I had a chat with said trainee afterwards; their concern mainly revolved around risk. My view is that you can’t become a partner if you are not comfortable with some risk – no business can be run with zero risk.

Given the profile of some of the people I went to medical school with, I’m not all surprised that there are GPs who don’t want to be partners under any circumstance. That’s fine and everyone is different. If the partnership model is to survive, it’s the people like me – the maybes but not now – who need convincing. There’s a lot of work to be done on that front.

What bothers me about the document on myth busting is that many of the potential benefits described could equally be said of being a salaried GP in a good practice – such as autonomy and continuity of care. Some issues specific to partnership were addressed, like income from drawings, but I thought the whole document would be that specific. Perhaps the authors’ intention was to be broad… or it’s just that positives are in short supply currently.
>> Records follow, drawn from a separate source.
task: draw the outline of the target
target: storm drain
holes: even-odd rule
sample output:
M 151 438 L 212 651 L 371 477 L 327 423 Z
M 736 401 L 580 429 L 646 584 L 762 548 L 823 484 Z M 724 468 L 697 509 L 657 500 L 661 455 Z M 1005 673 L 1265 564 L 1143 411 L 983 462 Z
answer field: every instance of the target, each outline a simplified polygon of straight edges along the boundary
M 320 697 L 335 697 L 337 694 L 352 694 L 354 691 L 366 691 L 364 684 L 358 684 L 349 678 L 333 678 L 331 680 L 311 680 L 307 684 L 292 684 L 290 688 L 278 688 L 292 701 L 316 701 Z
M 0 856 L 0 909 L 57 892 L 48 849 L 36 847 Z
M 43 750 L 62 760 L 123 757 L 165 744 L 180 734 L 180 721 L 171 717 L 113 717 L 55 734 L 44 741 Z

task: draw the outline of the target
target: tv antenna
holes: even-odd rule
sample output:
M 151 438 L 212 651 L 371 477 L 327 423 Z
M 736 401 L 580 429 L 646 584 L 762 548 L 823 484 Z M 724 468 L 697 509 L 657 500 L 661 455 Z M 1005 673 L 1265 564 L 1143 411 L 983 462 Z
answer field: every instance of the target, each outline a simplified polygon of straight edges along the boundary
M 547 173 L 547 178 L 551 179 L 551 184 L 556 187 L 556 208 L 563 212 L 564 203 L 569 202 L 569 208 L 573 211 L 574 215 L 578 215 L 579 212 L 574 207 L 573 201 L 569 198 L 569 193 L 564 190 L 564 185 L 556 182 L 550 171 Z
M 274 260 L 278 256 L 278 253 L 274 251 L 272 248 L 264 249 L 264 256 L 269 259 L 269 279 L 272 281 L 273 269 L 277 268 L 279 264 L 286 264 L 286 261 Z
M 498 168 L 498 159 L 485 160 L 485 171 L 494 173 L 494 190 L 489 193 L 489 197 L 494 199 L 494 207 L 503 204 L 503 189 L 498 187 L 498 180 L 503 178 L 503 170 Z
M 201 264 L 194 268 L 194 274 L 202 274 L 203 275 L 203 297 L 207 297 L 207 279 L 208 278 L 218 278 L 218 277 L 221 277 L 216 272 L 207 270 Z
As a partner, I should be offered pay and conditions to make working eight sessions a week worthwhile

A key personal concern with partnership – assuming the main source of revenue is from a GMS contract – is that the payments are subject to the whims of the government of the day. There’s some protection from a trade union negotiating that contract, but as a junior doctor currently working under a contract I didn’t vote for, that’s little comfort.

Another problem is costs. Right now, indemnity costs appear to do nothing but rise and if a practice wants to recruit and retain staff then it is obliged to meet these. Usually a business can adjust for increased costs by raising prices to the customer, streamlining the goods or services it offers or making changes to payroll costs – for example, reducing hours of work, holding back wage rises or laying off staff surplus to requirements. But in NHS general practice, there are no prices to raise, we can’t cherry-pick the most profitable patients and currently the primary care workforce isn’t growing so the balance of power lies with employees.

Workforce is the key reason I don’t plan on entering a partnership any time soon. Primary care doesn’t have the oligopoly on GPs in the way secondary care does on hospital consultants. As a partner, I should be offered something in pay and conditions to make working eight sessions a week worthwhile. Under the current framework, I can’t see how I could do so and make the liabilities of being a partner worth it.